La estacionalidad juega un papel importante en la mejor época para bucear en el Reino Unido , siendo de mayo a octubre las condiciones más favorables. El verano trae mares más tranquilos, más horas de luz y temperaturas del agua entre 10 y 18 °C. La visibilidad alcanza su punto máximo durante las mareas bajas y los períodos sin plancton, especialmente en primavera y otoño. Los encuentros con focas son mejores a finales del verano, mientras que el invierno es atractivo para los buceadores experimentados que buscan pecios tranquilos. El traje seco es esencial durante todo el año para bucear en el Reino Unido .
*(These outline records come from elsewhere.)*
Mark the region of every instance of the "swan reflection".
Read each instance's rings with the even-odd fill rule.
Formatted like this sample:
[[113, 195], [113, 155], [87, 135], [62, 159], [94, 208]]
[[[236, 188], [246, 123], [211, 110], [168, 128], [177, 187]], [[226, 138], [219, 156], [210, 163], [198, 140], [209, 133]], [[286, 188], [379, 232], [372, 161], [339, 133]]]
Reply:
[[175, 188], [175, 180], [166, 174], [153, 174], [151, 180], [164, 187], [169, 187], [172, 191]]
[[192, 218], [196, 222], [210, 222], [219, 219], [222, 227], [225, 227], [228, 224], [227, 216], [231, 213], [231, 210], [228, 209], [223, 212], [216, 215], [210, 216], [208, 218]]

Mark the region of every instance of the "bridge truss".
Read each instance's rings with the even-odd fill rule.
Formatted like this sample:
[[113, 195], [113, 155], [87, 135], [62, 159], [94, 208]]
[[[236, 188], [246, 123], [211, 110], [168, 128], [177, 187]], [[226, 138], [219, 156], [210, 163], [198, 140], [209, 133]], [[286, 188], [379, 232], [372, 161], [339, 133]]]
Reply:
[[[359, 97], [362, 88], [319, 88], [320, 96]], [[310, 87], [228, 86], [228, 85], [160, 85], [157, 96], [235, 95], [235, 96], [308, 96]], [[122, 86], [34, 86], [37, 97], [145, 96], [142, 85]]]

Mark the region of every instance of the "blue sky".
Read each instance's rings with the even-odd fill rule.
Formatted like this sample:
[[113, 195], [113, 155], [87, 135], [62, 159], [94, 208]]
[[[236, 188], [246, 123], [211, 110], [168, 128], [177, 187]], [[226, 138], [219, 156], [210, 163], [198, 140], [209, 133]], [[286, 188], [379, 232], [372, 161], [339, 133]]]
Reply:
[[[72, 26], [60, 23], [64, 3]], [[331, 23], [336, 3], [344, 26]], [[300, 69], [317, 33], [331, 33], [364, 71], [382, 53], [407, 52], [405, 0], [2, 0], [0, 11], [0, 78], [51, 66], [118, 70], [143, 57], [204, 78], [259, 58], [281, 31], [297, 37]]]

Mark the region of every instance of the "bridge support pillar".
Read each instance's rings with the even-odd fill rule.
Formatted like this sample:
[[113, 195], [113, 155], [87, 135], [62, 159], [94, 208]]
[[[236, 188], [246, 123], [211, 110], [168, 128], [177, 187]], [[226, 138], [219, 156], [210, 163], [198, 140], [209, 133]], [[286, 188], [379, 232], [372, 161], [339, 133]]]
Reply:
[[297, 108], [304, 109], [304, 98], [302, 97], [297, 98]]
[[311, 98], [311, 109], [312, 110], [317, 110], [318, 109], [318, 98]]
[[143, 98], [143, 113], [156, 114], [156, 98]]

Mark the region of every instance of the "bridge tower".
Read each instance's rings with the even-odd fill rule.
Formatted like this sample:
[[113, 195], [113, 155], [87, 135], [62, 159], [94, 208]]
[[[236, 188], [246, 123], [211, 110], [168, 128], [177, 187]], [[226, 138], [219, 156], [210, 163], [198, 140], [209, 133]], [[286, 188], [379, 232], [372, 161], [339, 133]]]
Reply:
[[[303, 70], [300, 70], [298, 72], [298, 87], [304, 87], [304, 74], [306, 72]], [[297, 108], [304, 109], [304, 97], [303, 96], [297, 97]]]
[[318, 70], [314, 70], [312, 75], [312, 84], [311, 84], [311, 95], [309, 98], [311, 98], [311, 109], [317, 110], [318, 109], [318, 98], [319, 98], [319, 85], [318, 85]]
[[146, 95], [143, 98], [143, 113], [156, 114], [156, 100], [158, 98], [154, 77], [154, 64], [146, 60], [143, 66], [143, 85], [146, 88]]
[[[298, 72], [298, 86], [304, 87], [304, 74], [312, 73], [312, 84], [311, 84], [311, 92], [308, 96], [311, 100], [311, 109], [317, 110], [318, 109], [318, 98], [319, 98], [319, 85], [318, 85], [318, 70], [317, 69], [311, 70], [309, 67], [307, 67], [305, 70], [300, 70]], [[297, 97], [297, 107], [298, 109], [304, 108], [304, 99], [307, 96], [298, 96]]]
Acceder a destinos de buceo en el Reino Unido es fácil a través de aeropuertos internacionales como Londres Heathrow, Manchester, Edimburgo y Glasgow. Vuelos nacionales, trenes y ferries conectan a los buceadores con destinos costeros de interés como Cornualles, Devon, Escocia, Gales e Irlanda del Norte. Se puede llegar a Scapa Flow en avión o ferri a las Orcadas, mientras que a islas como la isla de Skye o las islas Farne se requieren traslados por carretera y barco. Gracias a la excelente infraestructura y a los operadores de buceo en todo el país, el buceo en el Reino Unido es muy accesible.